Mobile engineers can’t deploy a new version of the app to every single device. Even with strong new version adoption there will always be a percentage of users who continue to use an older version of the app because they don’t or can’t update it. When we quickly iterate over components and features, users with outdated app versions may have a sub-optimal experience or, worse, run into bugs that prevent successful task completion.

Scenarios:

  1. One reason for outdated experiences could be that apps have older versions of native components. This situation is not specific to server-driven UI, and is a reasonable and unavoidable effect of individual users not updating their apps.
  2. Another reason could be that outdated apps will not understand new components deployed outside of a standard app update. These new components might be designed for a newer version of the app, so the app cannot map them to a view. This issue might not be so bad in itself, as omitting a new component is not too different from having older versions of the app out in the wild, which existed before those components were developed, but with server-driven UI, this leads to interesting edge cases like:
    • Container components, such as carousels or lists, where the app doesn’t understand any of the children, the actual content, which could lead to an empty container being displayed.
    • If we created a new version of an instrumental component, such as the store row in the homepage, and it was different enough that it warranted a new Facet ID, older versions of the app would omit those views as soon as the backend starts sending the newly versioned ones. 
  3. Yet another reason for broken experiences is that clients might understand the component, but a new action type might be unsupported, in which case the component will cause an error on action, but might still be rendered, ultimately resulting in a poor experience.
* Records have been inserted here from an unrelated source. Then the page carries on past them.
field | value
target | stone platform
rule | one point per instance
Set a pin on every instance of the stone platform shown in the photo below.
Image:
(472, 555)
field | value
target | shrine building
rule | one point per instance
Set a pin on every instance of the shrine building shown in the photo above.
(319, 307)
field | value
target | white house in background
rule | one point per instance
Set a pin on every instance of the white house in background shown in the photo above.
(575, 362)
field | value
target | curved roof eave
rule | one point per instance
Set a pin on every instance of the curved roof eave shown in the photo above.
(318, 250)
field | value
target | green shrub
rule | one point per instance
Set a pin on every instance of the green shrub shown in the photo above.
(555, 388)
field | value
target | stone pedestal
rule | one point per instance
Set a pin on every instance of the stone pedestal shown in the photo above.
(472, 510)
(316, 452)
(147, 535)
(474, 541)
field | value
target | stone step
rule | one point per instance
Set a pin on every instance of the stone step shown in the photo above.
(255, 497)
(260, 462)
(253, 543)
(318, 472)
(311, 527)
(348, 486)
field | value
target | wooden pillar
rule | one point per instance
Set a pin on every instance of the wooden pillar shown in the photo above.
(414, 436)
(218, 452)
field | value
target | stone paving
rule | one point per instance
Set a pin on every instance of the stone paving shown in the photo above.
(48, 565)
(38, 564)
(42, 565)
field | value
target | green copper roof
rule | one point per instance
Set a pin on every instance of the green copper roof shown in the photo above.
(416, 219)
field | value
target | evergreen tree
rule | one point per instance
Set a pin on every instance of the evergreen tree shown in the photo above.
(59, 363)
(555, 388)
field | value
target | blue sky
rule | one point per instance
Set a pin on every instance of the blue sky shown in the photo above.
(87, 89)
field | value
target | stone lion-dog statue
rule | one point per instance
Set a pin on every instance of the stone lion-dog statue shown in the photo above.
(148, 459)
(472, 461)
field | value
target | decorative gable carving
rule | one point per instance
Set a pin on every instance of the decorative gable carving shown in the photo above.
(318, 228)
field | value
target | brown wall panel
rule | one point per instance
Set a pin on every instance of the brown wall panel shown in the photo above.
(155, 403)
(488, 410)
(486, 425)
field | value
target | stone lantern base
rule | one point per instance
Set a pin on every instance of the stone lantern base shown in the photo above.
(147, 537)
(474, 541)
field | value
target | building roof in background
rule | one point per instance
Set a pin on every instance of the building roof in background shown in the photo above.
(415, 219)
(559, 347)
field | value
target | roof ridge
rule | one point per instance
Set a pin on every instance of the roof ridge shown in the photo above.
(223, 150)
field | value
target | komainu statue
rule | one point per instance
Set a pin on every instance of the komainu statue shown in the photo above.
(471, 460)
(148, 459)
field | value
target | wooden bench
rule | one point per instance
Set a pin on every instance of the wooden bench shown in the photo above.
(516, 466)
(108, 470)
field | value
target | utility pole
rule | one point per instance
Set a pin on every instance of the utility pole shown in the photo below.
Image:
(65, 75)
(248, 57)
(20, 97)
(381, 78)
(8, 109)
Our solution to minimize broken experiences for older clients

We ultimately decided on a two-pronged approach to solve the versioning problem. We designed a simple Semantic Versioning-based system that allowed clients to specify the extent of their Facet rendering capabilities (or lack thereof) while making a call to the backend. We may, in the future, map this to versions of our DLS library, but the current version maps to various feature sets, i.e. components and action sets they support.

Additionally, we added some simple validation on the client-side, so that the versioning does not get out of control:

  1. Omit container Facets if we don’t recognize any of the children
  2. Omit Facets with navigation actions that we do not understand

We found that these two simple checks reduced our need to version our libraries by about 50%.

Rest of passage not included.